Art critic David L. Shirey of the New York Times noted Jones' first major work, Church Window at a juried art show at the Newark Museum "beautifully balanced composition of subtle dark and light tonalities."[16]
"He tends to use a dark palette, defining by light instead of lines, and uses detail to draw the observer in. Not surprisingly, underlying each depiction of reality there appears to be a sense of Surrealism." wrote Amy Roestostovsky of the Daily Caller of Pennsylvania State University.[22]
Marion Filler wrote the introduction to Jones' catalog, Jones III, published in 2013. She uses the words Magic realism, which refer to a style begun in America by Hopper in the 1920s.[26] [27]
"No matter the subject, the quality remains first rate.Jones did gorgeous things with graphite. The requisite realism that was so necessary for capturing a likeness was extended and developed into an ethereal, magic realism that focused on selective parts of an architectural composition.His drawing seems to carve objects out of light and dark, bringing them out of the whiteness of the page with startling authenticity then allowing them to mysteriously dissolve into the void."[12]
Paul Froiland, editor of Midwest Art magazine, in his pictorial essay of Jones' work used the artist's own words to show his intentions, his desire to reach the common man:
"Years ago, a young black man who looked at his painting Another August said, “It looks just like a candy store I used to go to as a child in upper New York. I can feel the place, that's the exact same door that I walked through.” Jones notes, “And then I felt like I was a success. I felt that's who I want to reach, that's exactly what I am about.”[28]
As a young artist, William Schuman, composer and President Emeritus of the Lincoln Center for the Performing Arts and Juilliard School of Music endorsed Jones thus: "Carroll N. Jones III is a master craftsman, whose technical skills enable him to achieve his idealized vision of common objects."[25] John S. Chalsty, Chairman of the New York City Economic Development Corporation felt "fortunate to own a number of Carroll N. Jones III drawings and paintings, and consider him one of the countries finest young artists."[29] The New York Foundation for the Arts recognized Jones with a $25,000 grant.[10] The Boston Museum of Fine Arts, the Frick Collection, and the Hoboken Museum represent his work in their archives.[30] [31] [32] The collections at Seton Hall at the Walsh Gallery in South Orange, New Jersey, and the Newark Museum contain his works.[33] Private collections of Jones' work include those of Stephen Sondheim, Frederick Koch, and humorist Jean Shepherd.

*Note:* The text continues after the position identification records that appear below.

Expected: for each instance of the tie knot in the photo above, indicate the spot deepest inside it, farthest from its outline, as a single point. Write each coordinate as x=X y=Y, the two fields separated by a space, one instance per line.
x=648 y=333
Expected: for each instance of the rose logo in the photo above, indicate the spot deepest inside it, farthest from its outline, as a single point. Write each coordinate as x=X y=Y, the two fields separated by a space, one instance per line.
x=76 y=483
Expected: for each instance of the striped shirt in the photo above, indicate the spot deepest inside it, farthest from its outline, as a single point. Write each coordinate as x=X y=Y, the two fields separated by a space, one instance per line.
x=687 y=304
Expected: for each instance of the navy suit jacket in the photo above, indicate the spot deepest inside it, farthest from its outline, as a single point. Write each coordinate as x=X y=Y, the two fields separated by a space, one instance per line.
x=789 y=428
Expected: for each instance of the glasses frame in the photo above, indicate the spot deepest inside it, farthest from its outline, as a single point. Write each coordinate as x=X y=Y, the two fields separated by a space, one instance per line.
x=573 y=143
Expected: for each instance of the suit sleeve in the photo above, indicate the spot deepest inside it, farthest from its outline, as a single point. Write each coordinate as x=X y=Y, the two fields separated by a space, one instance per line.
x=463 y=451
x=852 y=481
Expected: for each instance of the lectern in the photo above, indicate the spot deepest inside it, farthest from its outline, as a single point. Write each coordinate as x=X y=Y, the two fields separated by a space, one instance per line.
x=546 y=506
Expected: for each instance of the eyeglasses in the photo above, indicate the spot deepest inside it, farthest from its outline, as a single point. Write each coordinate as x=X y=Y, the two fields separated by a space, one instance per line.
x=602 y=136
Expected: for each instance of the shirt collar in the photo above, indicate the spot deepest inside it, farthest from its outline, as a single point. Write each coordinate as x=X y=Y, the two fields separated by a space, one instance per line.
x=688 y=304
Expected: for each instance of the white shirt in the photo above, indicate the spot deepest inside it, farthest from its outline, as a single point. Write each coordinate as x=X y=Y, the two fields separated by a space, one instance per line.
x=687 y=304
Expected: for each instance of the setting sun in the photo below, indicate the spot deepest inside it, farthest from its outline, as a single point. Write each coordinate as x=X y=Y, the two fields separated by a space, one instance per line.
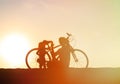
x=13 y=49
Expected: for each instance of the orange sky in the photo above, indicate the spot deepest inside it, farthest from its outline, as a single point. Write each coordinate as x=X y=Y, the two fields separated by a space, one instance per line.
x=94 y=24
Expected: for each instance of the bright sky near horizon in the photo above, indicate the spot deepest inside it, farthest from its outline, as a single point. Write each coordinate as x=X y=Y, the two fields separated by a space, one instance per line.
x=95 y=25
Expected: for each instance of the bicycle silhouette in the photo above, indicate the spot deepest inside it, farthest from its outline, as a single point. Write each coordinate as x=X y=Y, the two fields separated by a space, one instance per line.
x=82 y=62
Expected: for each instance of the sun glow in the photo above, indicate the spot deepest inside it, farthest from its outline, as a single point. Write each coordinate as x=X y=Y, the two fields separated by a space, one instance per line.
x=13 y=49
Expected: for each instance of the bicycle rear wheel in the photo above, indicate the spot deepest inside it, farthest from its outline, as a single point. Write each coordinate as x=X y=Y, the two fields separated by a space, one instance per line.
x=31 y=58
x=83 y=61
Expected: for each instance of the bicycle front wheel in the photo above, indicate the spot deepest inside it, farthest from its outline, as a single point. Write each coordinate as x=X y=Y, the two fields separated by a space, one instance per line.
x=31 y=59
x=82 y=57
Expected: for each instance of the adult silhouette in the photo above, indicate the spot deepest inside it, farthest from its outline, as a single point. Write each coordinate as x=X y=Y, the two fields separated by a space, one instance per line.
x=42 y=51
x=63 y=53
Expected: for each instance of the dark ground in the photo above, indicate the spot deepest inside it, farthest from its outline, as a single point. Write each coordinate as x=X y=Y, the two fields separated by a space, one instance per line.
x=60 y=76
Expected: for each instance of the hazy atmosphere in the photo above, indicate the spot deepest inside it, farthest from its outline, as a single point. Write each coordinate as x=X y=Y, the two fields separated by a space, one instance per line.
x=95 y=25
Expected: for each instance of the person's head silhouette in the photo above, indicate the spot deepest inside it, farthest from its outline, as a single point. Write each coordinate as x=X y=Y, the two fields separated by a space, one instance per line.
x=63 y=41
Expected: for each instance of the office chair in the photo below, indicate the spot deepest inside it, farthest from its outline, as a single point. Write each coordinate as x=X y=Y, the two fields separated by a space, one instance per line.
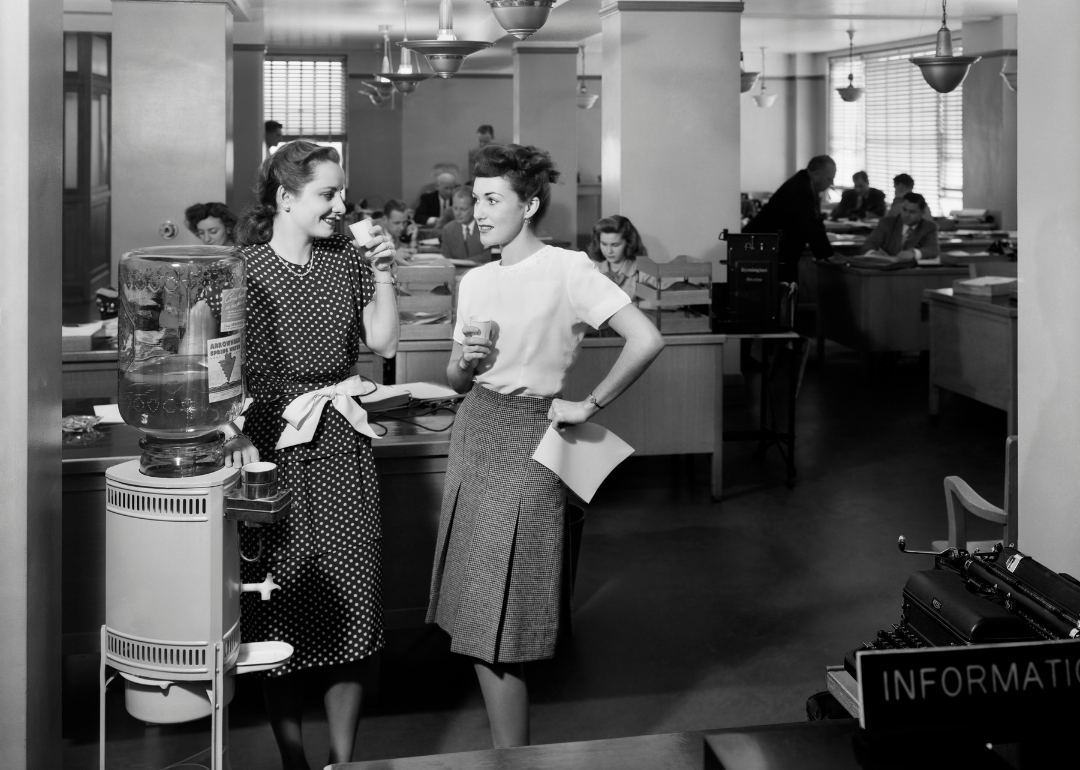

Malcolm Forbes, Henry Kissinger, and Al Pacino have commissioned paintings.[10]
Carroll Jones III died on June 22, 2017, at the age of 72 in Jersey City, New Jersey.[34]
Praise for Carroll Jones III comes from former students who went on to have outstanding careers in Portraiture, Illustration, and Architectural drawing. Daniel Mark Duffy, whose works are a part of the permanent collection of the National Portrait Gallery (United States) referred to Jones as an "American Realist and Master Draftsman".[35] When American Art Award-winning illustrator Vince Natale first saw Jones' work, he was still in high school. Natale said he "would do anything to learn how" to do what Jones did, and became his student.[36] Michael H. Richmond shows Jones' influence in detailed drawings of portions of historic Charleston, South Carolina architecture that recognized in nationally juried shows.[37]